The polyol diglycerol is assumed to be metabolised only to a low degree and will be excreted almost quantitatively in the urine (Michael & Coots, 1971). The fatty acid component lauric acid will be metabolised in the body for energy generation. Based on the extensive metabolism, the primary route of excretion will be via exhaled air as CO2. Thus, lauric acid is not expected to be excreted to any significant amount via the urine or faeces.

 

References:

Berg JM, Tymoczko JL, Stryer, L. (2003).Biochemie. 5. Auflage. Spektrum, Heidelberg, Berlin.

Bos JD, Meinardi MMHM. 2000.The 500 Dalton rule for the skin penetration of chemical compounds and drugs. Exp Dermatol. 9:165-69.

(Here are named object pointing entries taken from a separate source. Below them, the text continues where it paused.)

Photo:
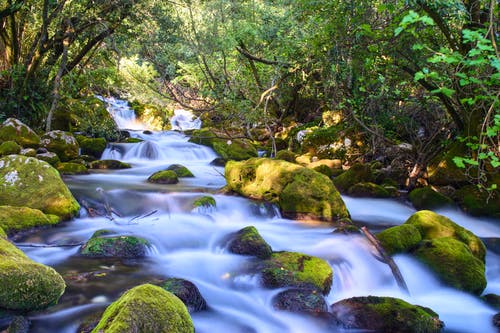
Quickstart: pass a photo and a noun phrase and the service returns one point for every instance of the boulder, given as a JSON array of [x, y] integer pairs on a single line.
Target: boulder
[[385, 314], [26, 285], [29, 182], [146, 308], [248, 241], [293, 269], [300, 192], [62, 143], [14, 130]]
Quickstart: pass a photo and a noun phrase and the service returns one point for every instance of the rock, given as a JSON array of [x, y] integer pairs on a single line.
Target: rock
[[187, 292], [14, 219], [29, 182], [427, 198], [146, 308], [101, 245], [180, 170], [109, 164], [9, 148], [163, 177], [300, 192], [454, 263], [14, 130], [62, 143], [69, 168], [385, 314], [91, 146], [26, 285], [300, 301], [248, 241], [293, 269]]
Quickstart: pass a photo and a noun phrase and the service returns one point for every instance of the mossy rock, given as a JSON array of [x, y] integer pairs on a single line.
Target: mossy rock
[[26, 285], [29, 182], [358, 173], [300, 192], [14, 130], [385, 314], [163, 177], [427, 198], [187, 292], [109, 164], [91, 146], [399, 239], [9, 148], [248, 241], [293, 269], [146, 308], [70, 168], [14, 219], [101, 246], [180, 170], [453, 263], [368, 190], [62, 143], [479, 203]]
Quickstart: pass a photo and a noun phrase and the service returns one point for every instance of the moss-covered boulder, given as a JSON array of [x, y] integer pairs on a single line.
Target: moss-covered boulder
[[300, 192], [26, 285], [427, 198], [9, 148], [109, 164], [453, 263], [29, 182], [101, 245], [187, 292], [248, 241], [163, 177], [293, 269], [70, 168], [385, 314], [143, 309], [180, 170], [14, 130], [62, 143], [91, 146], [14, 219]]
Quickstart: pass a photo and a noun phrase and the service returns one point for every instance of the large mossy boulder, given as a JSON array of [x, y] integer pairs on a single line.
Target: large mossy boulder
[[14, 219], [29, 182], [300, 192], [385, 314], [26, 285], [62, 143], [293, 269], [143, 309], [248, 241], [14, 130]]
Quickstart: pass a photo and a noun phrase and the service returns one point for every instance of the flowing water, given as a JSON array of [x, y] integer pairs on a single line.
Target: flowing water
[[189, 243]]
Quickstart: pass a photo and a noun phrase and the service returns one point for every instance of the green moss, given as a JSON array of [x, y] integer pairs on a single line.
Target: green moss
[[13, 219], [164, 177], [29, 182], [399, 239], [293, 269], [26, 285], [454, 264], [427, 198], [146, 308], [9, 147]]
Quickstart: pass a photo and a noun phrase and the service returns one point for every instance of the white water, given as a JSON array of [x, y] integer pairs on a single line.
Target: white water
[[188, 243]]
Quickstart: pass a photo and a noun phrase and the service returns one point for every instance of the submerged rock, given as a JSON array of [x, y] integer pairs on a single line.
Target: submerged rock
[[143, 309], [385, 314]]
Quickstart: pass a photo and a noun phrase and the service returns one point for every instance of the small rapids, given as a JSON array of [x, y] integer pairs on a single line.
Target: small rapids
[[189, 243]]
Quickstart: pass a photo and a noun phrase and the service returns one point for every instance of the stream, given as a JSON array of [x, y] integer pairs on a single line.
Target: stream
[[188, 243]]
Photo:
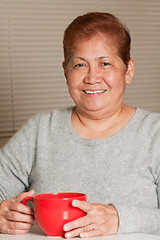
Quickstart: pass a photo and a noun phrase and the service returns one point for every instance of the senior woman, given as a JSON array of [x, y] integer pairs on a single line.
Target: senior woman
[[100, 146]]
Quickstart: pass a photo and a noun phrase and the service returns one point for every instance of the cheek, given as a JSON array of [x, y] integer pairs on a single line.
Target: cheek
[[74, 79], [115, 80]]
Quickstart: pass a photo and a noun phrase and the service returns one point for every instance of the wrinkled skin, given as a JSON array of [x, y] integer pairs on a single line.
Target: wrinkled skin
[[16, 218], [100, 220]]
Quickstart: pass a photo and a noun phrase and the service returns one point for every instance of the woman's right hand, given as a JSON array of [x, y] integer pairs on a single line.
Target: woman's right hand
[[16, 218]]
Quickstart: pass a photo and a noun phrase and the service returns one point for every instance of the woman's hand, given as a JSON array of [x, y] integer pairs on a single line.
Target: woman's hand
[[16, 218], [100, 220]]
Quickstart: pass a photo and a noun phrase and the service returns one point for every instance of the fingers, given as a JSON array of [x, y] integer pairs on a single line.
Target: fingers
[[81, 222], [100, 220], [19, 217], [16, 218], [23, 195], [83, 205]]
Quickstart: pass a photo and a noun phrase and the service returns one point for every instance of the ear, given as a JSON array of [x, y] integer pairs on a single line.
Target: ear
[[65, 71], [130, 71]]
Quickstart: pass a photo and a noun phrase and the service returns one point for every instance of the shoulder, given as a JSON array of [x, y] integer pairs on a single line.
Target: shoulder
[[148, 121]]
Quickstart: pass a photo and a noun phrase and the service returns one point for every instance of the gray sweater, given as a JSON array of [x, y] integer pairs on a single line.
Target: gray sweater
[[124, 170]]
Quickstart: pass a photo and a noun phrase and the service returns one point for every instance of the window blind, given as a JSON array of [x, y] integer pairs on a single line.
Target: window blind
[[31, 75]]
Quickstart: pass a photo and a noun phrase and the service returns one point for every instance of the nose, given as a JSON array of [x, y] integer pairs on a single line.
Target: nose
[[92, 76]]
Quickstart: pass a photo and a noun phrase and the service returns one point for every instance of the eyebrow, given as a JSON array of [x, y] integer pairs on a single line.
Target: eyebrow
[[83, 59]]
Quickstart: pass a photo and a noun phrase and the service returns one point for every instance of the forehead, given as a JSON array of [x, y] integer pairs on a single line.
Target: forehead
[[98, 44]]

Henwood S, Wilson D, White R, Trimbo S. 1997. Developmental toxicity study in rats and rabbits administered an emulsion containing medium chain triglycerides as an alternative caloric source. Fundam Appl Toxicol. 40(2):185-90.

Laposata EA, Harrison EH, Hedberg EB. 1990. Synthesis and degradation of fatty acid ethyl esters by cultured Hepatoma cells exposed to ethanol. The Journal of Biological Chemistry 265(17):9688-9693

Lehninger, A.L. (1970). Biochemistry. Worth Publishers, Inc.

Löffler, G et al. (2007). Biochemie und Pathobiochemie. 5th ed. Springer.

Michael WR, Coots RH. 1971. Metabolism of polyglycerols and polyglycerols esters.Toxicology and Applied Pharmacology 20(3):334-345

Stryer, L. (1996). Biochemistry. Fourth edition. Spektrum Akad. Verl.